Perplexity gave me a script that would look in a folder and create a spreadsheet using the Tesseract Python library. After seeing the output for a few sample images, I was worried my OCR plan would simply fail. But I asked Perplexity how to tweak the script to improve the output, and after implementing the suggestion, the output was perfectly cromulent.
The script that connects to Tumblr using the Tumblr API took some setup that I didn’t understand at first, but again, I just kept asking Perplexity for more help and telling it what was working and what wasn’t, and it gave me instructions until I got the script working. I posted an image using my new automation!

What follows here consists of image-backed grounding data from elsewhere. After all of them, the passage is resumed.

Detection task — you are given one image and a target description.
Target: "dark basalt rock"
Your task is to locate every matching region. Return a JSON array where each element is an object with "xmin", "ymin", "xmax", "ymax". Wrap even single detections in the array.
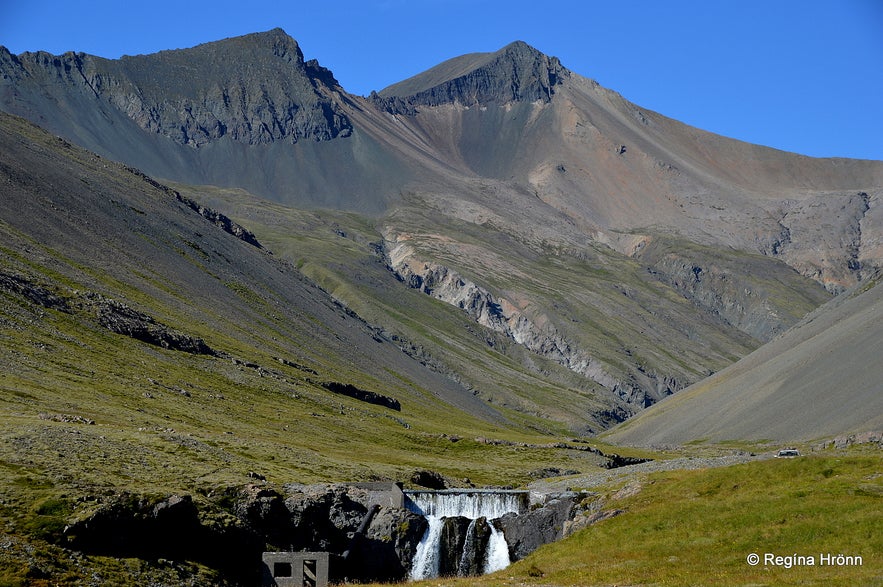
[
  {"xmin": 63, "ymin": 493, "xmax": 263, "ymax": 583},
  {"xmin": 358, "ymin": 506, "xmax": 427, "ymax": 580},
  {"xmin": 497, "ymin": 493, "xmax": 579, "ymax": 560},
  {"xmin": 455, "ymin": 517, "xmax": 493, "ymax": 577},
  {"xmin": 320, "ymin": 381, "xmax": 401, "ymax": 411},
  {"xmin": 62, "ymin": 484, "xmax": 428, "ymax": 584},
  {"xmin": 233, "ymin": 485, "xmax": 294, "ymax": 548},
  {"xmin": 375, "ymin": 40, "xmax": 569, "ymax": 112},
  {"xmin": 1, "ymin": 29, "xmax": 352, "ymax": 148},
  {"xmin": 602, "ymin": 454, "xmax": 654, "ymax": 469},
  {"xmin": 0, "ymin": 270, "xmax": 216, "ymax": 355},
  {"xmin": 410, "ymin": 470, "xmax": 447, "ymax": 489},
  {"xmin": 53, "ymin": 482, "xmax": 597, "ymax": 584},
  {"xmin": 0, "ymin": 271, "xmax": 70, "ymax": 312},
  {"xmin": 437, "ymin": 516, "xmax": 471, "ymax": 576},
  {"xmin": 175, "ymin": 192, "xmax": 263, "ymax": 249},
  {"xmin": 92, "ymin": 295, "xmax": 216, "ymax": 355}
]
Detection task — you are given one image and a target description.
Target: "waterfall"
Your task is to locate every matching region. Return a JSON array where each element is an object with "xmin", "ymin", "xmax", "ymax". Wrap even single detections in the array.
[
  {"xmin": 409, "ymin": 516, "xmax": 444, "ymax": 579},
  {"xmin": 483, "ymin": 524, "xmax": 510, "ymax": 573},
  {"xmin": 406, "ymin": 490, "xmax": 526, "ymax": 580},
  {"xmin": 456, "ymin": 519, "xmax": 478, "ymax": 576}
]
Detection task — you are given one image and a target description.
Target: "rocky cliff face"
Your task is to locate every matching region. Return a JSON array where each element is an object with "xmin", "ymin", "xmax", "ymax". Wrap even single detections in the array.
[
  {"xmin": 0, "ymin": 29, "xmax": 352, "ymax": 148},
  {"xmin": 384, "ymin": 235, "xmax": 676, "ymax": 412},
  {"xmin": 53, "ymin": 483, "xmax": 589, "ymax": 584},
  {"xmin": 2, "ymin": 31, "xmax": 881, "ymax": 435},
  {"xmin": 761, "ymin": 191, "xmax": 878, "ymax": 293},
  {"xmin": 637, "ymin": 236, "xmax": 834, "ymax": 342},
  {"xmin": 60, "ymin": 484, "xmax": 425, "ymax": 584},
  {"xmin": 375, "ymin": 40, "xmax": 568, "ymax": 111}
]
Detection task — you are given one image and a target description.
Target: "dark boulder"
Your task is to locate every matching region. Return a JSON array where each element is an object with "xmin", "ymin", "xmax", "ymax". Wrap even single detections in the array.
[
  {"xmin": 438, "ymin": 516, "xmax": 471, "ymax": 576},
  {"xmin": 354, "ymin": 507, "xmax": 427, "ymax": 581},
  {"xmin": 456, "ymin": 517, "xmax": 493, "ymax": 576},
  {"xmin": 410, "ymin": 470, "xmax": 447, "ymax": 489},
  {"xmin": 233, "ymin": 484, "xmax": 294, "ymax": 548},
  {"xmin": 497, "ymin": 493, "xmax": 580, "ymax": 560}
]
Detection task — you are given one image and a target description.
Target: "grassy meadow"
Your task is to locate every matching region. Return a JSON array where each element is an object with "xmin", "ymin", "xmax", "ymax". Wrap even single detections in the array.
[{"xmin": 381, "ymin": 449, "xmax": 882, "ymax": 587}]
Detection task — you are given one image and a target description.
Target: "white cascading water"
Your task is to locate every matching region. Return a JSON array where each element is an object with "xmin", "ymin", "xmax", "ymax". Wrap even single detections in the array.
[
  {"xmin": 456, "ymin": 519, "xmax": 478, "ymax": 576},
  {"xmin": 406, "ymin": 491, "xmax": 525, "ymax": 580},
  {"xmin": 410, "ymin": 516, "xmax": 445, "ymax": 579},
  {"xmin": 483, "ymin": 525, "xmax": 511, "ymax": 573}
]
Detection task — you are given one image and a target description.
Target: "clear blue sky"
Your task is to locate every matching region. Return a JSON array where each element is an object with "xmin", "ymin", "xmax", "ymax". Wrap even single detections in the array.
[{"xmin": 2, "ymin": 0, "xmax": 881, "ymax": 160}]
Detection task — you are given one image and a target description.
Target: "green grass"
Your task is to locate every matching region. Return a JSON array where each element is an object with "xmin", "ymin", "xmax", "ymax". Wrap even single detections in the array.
[
  {"xmin": 0, "ymin": 285, "xmax": 639, "ymax": 585},
  {"xmin": 171, "ymin": 183, "xmax": 788, "ymax": 434},
  {"xmin": 387, "ymin": 451, "xmax": 883, "ymax": 587},
  {"xmin": 0, "ymin": 118, "xmax": 852, "ymax": 585},
  {"xmin": 0, "ymin": 279, "xmax": 635, "ymax": 499}
]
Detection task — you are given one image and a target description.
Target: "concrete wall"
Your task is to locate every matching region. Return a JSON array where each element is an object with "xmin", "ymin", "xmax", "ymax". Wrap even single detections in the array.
[
  {"xmin": 261, "ymin": 552, "xmax": 329, "ymax": 587},
  {"xmin": 348, "ymin": 482, "xmax": 404, "ymax": 509}
]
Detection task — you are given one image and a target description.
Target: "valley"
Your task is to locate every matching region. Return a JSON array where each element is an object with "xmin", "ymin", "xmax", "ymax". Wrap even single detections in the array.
[{"xmin": 1, "ymin": 29, "xmax": 881, "ymax": 586}]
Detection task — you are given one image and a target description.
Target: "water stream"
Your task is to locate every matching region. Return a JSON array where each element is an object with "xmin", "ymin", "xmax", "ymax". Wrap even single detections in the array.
[{"xmin": 405, "ymin": 490, "xmax": 527, "ymax": 580}]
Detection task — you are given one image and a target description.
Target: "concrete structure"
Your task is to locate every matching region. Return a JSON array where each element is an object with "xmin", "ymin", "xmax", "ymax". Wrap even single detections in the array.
[
  {"xmin": 261, "ymin": 552, "xmax": 329, "ymax": 587},
  {"xmin": 348, "ymin": 482, "xmax": 404, "ymax": 509}
]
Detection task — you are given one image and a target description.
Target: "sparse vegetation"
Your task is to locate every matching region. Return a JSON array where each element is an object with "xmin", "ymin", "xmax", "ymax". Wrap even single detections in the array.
[
  {"xmin": 2, "ymin": 25, "xmax": 882, "ymax": 585},
  {"xmin": 360, "ymin": 451, "xmax": 883, "ymax": 587}
]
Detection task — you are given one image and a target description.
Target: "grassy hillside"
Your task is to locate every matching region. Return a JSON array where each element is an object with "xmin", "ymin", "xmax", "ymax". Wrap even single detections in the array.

Maybe you’ve heard the buzzword “vibe coding”? That’s what it means: doing programming without doing programming. I think it absolutely helps to already be trained in programming, though.
Now I just have to do step zero, which is sort through my giant file of images and decide which images I really want to post! And I should run the automation in batches, since I still have to manually add categories.
In hindsight, it would have been smarter for me to file images more specifically when I first saved them… In addition to things I don’t think are particularly funny anymore, the file also contains things that are interesting but not funny. Those go on a different Tumblr page, and for better or worse, I don’t think there’s an AI that’s smart enough to read the image content and then evaluate and categorize it for me.